Iran’s Brazen Gambit in the Nuclear Chess Game
James Phillips /
Iran’s theocratic dictatorship once again has thrown up an obstacle to diplomatic resolution of the nuclear stalemate. The New York Times today reported that Iran has rejected the U.S-conceived, U.N.-backed plan for temporarily easing tensions over Iran’s illicit nuclear weapons program. After initially reaching an “agreement in principle” to export roughly 70 percent of its known supplies of low-enriched uranium, Tehran once again has backed away from the P5&1 proposal and instead has presented a counter-proposal (details yet to be revealed) that is sure to fall short of what is necessary to relieve international concerns over its illicit nuclear efforts.
One frustrated diplomat involved in the nuclear talks with the Iranians was quoted by the Daily Telegraph as saying: “It’s like playing chess with a monkey. You get them to checkmate, and then they swallow the king.”
But Iran, which claims to have invented the game of chess, should not be underestimated. It is outsmarting the western diplomats that it is negotiating with by stretching out the negotiations while it continues to enrich uranium. Iranian President Mahmoud Ahmadinejad has trumpeted the negotiations as a victory for Iran over western adversaries.

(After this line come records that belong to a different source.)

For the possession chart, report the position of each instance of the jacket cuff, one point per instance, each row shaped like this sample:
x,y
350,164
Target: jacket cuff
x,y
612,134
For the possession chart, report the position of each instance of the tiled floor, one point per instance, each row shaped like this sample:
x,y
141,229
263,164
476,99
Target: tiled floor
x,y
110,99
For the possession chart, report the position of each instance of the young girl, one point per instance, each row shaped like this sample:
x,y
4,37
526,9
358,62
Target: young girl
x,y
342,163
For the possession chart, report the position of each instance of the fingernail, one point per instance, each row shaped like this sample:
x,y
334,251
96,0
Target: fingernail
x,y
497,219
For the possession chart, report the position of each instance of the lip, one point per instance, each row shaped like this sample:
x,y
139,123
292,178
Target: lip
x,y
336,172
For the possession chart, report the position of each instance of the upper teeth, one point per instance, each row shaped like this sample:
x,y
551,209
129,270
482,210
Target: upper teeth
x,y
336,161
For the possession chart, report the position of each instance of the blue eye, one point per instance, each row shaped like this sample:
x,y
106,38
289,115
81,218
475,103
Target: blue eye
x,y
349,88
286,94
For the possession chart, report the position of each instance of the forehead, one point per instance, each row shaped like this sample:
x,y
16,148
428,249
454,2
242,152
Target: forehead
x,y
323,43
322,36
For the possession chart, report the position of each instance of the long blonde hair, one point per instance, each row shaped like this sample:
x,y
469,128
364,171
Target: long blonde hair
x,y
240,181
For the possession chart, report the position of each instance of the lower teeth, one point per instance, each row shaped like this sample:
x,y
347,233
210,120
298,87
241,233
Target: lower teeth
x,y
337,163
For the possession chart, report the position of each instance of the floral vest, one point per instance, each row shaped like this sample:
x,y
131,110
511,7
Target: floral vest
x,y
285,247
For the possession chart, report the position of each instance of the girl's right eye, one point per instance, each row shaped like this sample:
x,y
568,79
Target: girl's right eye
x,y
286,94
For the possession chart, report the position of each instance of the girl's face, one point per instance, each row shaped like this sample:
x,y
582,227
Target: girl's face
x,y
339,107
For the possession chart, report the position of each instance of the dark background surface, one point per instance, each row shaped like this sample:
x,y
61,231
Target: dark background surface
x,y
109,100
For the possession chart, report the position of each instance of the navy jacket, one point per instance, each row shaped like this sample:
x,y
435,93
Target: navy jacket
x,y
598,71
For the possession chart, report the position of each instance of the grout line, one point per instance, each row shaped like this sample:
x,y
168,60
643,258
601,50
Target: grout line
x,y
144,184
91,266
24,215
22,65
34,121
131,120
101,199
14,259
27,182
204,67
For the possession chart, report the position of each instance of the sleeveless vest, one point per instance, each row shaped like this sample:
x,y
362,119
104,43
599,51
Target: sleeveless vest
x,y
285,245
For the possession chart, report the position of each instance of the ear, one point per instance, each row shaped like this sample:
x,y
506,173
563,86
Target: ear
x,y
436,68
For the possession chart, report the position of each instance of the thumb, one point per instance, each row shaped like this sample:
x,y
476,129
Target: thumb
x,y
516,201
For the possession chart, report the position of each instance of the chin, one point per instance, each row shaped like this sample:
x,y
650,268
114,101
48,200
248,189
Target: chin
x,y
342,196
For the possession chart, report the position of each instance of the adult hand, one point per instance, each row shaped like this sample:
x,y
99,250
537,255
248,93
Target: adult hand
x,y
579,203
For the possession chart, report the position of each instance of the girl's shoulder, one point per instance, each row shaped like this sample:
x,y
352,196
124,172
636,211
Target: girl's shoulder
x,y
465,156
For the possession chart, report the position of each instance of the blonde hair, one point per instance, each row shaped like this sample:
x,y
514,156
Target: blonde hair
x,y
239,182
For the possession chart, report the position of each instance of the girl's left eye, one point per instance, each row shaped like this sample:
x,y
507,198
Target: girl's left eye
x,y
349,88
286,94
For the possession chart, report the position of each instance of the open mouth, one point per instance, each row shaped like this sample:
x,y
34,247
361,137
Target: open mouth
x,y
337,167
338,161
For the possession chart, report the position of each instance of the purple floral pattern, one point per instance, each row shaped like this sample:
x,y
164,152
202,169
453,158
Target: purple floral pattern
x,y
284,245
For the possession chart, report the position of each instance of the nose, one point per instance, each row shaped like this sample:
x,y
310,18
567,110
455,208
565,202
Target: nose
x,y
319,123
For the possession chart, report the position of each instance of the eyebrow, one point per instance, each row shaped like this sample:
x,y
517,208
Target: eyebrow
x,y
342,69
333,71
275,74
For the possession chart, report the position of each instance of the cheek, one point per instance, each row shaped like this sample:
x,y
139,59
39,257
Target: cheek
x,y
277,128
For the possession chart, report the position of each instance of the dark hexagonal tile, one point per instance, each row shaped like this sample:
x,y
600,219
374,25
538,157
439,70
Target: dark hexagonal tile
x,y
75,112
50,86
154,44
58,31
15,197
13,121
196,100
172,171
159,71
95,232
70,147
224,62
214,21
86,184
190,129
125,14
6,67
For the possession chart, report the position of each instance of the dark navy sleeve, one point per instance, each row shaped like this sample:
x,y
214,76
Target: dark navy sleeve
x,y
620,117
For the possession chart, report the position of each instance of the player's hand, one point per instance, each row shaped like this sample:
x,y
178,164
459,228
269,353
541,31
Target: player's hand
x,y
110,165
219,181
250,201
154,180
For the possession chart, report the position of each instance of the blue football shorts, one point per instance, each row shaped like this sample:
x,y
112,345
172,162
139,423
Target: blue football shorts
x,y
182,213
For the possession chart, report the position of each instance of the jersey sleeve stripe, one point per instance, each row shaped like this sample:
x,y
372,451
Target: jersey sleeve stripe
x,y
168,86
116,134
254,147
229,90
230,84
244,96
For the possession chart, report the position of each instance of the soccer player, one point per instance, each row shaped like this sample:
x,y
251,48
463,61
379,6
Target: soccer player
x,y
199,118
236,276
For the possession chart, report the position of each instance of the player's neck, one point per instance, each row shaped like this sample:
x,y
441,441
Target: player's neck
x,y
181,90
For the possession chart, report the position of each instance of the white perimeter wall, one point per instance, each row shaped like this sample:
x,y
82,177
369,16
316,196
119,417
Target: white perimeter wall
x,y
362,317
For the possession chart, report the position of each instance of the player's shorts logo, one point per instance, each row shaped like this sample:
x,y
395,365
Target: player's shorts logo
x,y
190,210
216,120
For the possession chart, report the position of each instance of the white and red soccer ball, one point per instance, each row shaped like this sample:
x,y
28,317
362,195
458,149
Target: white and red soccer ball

In a speech yesterday he proclaimed: “Once they told us to stop [nuclear work]. Now they express readiness to cooperate with us in exchange of fuel, expansion of the technology and construction of power plants and atomic reactors.”
Iran also probably still has nuclear chess pieces hidden under the table that it will reveal triumphantly at the end of the game. At that point, with a nuclear weapon in hand, Tehran will declare checkmate – or in Farsi: “shah mat” (“the king is ambushed” or “helpless”).